La mémoire de notre Du Bellay reste entourée d’un sentiment particulier et d’une sorte d’affection familière. Ces pages suffiront mal à l’expliquer ; elles voudraient surtout inviter d’autres couronnes à se poser sur ce cher tombeau. Il n’y aura pas que des Français à prendre part à cet hommage. Depuis le brillant essai de Walter Pater, maint écrivain de langue anglaise s’est épris de Joachim ; aujourd’hui, c’est l’Italie, avec un Neri ou un Addamiano, qui poursuit, sur les sources utilisées par lui, les enquêtes si neuves de notre Vianey et de notre Villey. On connaissait son culte pour Pétrarque et pour Arioste ; il nous fut révélé qu’en écrivant la Défense et illustration de la langue française, il a jeté pêle-mêle, dans le flot de son argumentation en faveur de la langue nationale, des morceaux entiers d’auteurs italiens ayant soutenu avant lui contre le latin les droits de leur « toscan. » Ces emprunts ne diminuent guère l’intérêt du célèbre opuscule, qui vaut par ses qualités de combat et par quelques préceptes décisifs.
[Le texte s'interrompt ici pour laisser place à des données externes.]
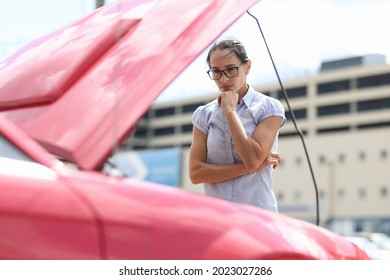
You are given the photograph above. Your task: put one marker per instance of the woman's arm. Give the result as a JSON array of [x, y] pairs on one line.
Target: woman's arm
[[203, 172], [252, 150]]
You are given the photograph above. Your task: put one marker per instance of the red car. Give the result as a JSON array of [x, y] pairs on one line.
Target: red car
[[68, 99]]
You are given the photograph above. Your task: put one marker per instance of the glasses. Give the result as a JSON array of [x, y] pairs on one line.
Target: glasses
[[229, 72]]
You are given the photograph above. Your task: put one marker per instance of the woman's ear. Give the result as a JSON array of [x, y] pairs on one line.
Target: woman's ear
[[248, 67]]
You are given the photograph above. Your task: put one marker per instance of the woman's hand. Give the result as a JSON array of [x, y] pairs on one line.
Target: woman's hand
[[228, 99], [273, 159]]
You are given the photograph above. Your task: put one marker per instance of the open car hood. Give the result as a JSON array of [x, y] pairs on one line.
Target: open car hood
[[80, 91]]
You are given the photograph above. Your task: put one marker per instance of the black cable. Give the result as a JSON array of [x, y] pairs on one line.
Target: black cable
[[293, 119]]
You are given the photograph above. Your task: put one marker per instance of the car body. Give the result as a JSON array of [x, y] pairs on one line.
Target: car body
[[61, 121], [373, 250]]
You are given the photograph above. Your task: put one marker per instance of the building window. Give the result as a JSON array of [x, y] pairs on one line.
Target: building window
[[190, 108], [322, 159], [362, 156], [332, 129], [164, 131], [297, 196], [384, 154], [186, 128], [341, 158], [362, 193], [383, 192], [332, 87], [373, 125], [333, 110], [322, 194], [376, 104], [140, 133], [298, 114], [340, 193], [293, 93], [164, 112], [298, 161], [372, 81]]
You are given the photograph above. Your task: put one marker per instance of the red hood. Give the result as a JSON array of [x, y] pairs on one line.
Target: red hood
[[82, 89]]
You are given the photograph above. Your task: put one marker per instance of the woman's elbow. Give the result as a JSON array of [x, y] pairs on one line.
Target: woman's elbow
[[194, 177], [252, 165]]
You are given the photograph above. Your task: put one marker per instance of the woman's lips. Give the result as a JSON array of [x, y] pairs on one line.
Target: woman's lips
[[226, 88]]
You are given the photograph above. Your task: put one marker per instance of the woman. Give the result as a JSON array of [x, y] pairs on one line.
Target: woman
[[234, 139]]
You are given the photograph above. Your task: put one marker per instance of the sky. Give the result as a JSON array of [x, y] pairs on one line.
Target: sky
[[300, 35]]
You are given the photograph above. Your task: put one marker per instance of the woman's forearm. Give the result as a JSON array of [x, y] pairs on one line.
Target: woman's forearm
[[248, 149], [215, 173]]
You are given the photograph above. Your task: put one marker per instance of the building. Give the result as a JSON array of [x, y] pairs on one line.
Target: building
[[343, 118]]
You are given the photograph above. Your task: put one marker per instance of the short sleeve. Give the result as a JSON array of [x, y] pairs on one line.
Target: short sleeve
[[199, 119], [270, 107]]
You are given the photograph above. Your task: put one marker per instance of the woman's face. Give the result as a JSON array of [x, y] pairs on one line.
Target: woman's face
[[225, 59]]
A ses titres de poète Du Bellay ajoute l’honneur d’avoir signé le manifeste du nouveau lyrisme français, dont les modèles n’ont pas épuisé leur force, puisque la moderne poésie s’y règle encore.


On possède une anecdote charmante de ce printemps de nos lettres. C’est la rencontre d’hôtellerie, sur la route de Poitiers, où se connurent Joachim du Bellay et Pierre de Ronsard. Celui-ci, sur ses vieux jours, aimait la raconter à ses amis. Deux jeunes gentilshommes, presque du même âge, nés en des provinces voisines, se découvrent quelques liaisons communes, une lointaine parenté, et surtout ce lien plus fort que ceux du sang, le même goût passionné pour la poésie. Ce qui traîne sous ce beau nom chez les rimeurs de cour à la mode les déconcerte et les irrite. Ils rêvent d’un art nouveau, qui mènerait leur

  1. Voyez Henri Chamard, Joachim du Bellay, 1522-1560, Lille, 1906, p. 19 ; abbé Bourdeaut, La jeunesse de J. du Bellay, Angers, 1912, p. 46-48. Les mots des Regrets, qui ont égaré Sainte-Beuve et d’autres, prouvent simplement que Du Bellay, à Rome, était incertain de l’âge de Ronsard ; du moins, n’hésitait-il pas sur le sien, quand il écrivait à Gordes, au plus tard en 1557 :
    Jam mea cycnæis sparguntur tempora plumis...
    Et faciunt septem lustra peracta senem.